I guess I forgot to mention something and wasn't too clear on something else. This is a USB flash drive I am trying to put it on. Second, I am in linux. If I can create the bootable flash without using windows, that'd be nice, but I am sure I can find a windows box if necessary. I'll start searching on how to make a bootable flash drive in windows, since it isn't as simple as a floppy.
But it will be easier to just start over , with a replacement for Linux and Windows . Then it would not be so much work to do anything .
Ill be working on a new O.S. that has no file system , no "Boot" , no text command line , no problems .. It boots its debugger in 10k of the loader , thus there is no boot ! It will load any o.s. , and if you like what it loaded , you can save that to flash .
it will be far less work to create this o.s. , because i will be eliminating excess bags , not adding new code . Thus it will be tiny .
Now , C programmers can say its impossible ,
because C programmers cant do a tiny powerful o.s. without a U-Bloat loader , thus NO ONE CAN . Duh !!
Its easy to write an o.s. 10 times better than Linux , in 1/10 th the time and in 1/4th the space ..

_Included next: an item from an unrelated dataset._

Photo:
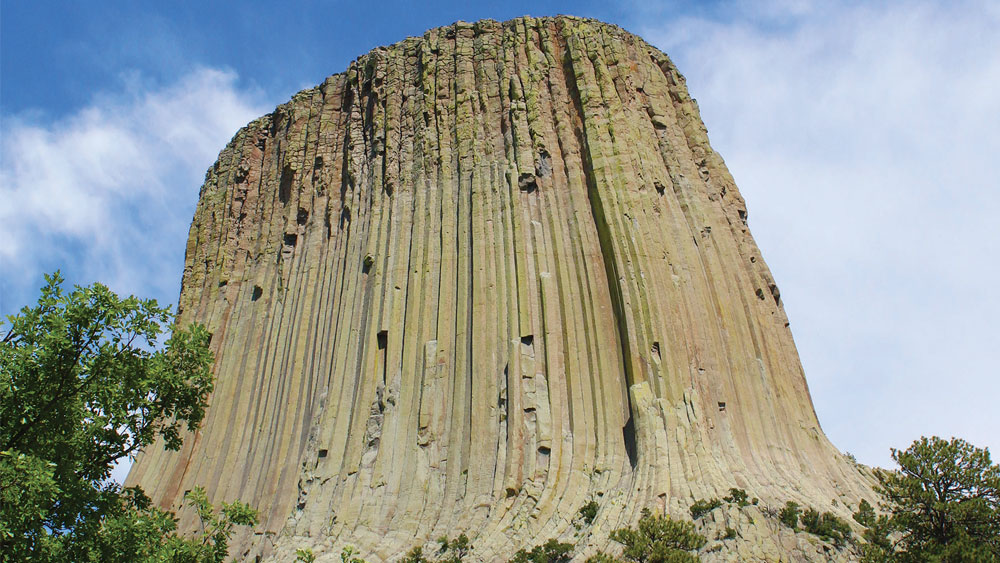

I think you are reading more into his posts than is there. He mentions booting a small embedded OS but not linux. He mentions using linux but from context that just appears to mean that's his development platform.
You may remove the word "might" from that statement. The OP
*specifically* mentions "writing his own" "small", "embedded" OS. Meaning "not linux" since linux wouldn't be "his own" nor would it be considered "small" by embedded programmers.
Not necessarily. If the BIOS or bootloader can boot from USB it for you then you don't need to even care about USB. His root filesystem need not be on the USB drive, just his OS executable image (I would have said kernel image but most small embedded OSes are just simple executives). Heck, most embedded OSes don't even have a concept of a filesystem much less requiring a root filesystem.
So again his best bet is to use a BIOS and/or bootloader capable of booting from USB. I know my BIOS can boot from a USB drive but I don't know much about bootloaders apart from embedded bootloaders like Redboot and APEX.
That would be tough to do. To run the BIOS code, you must be in 16 bit mode. The OP is using gcc. I am not aware of any recent 16 bit gcc. You can boot 32 bit OS in BIOS. But once you are booted, you are on your own.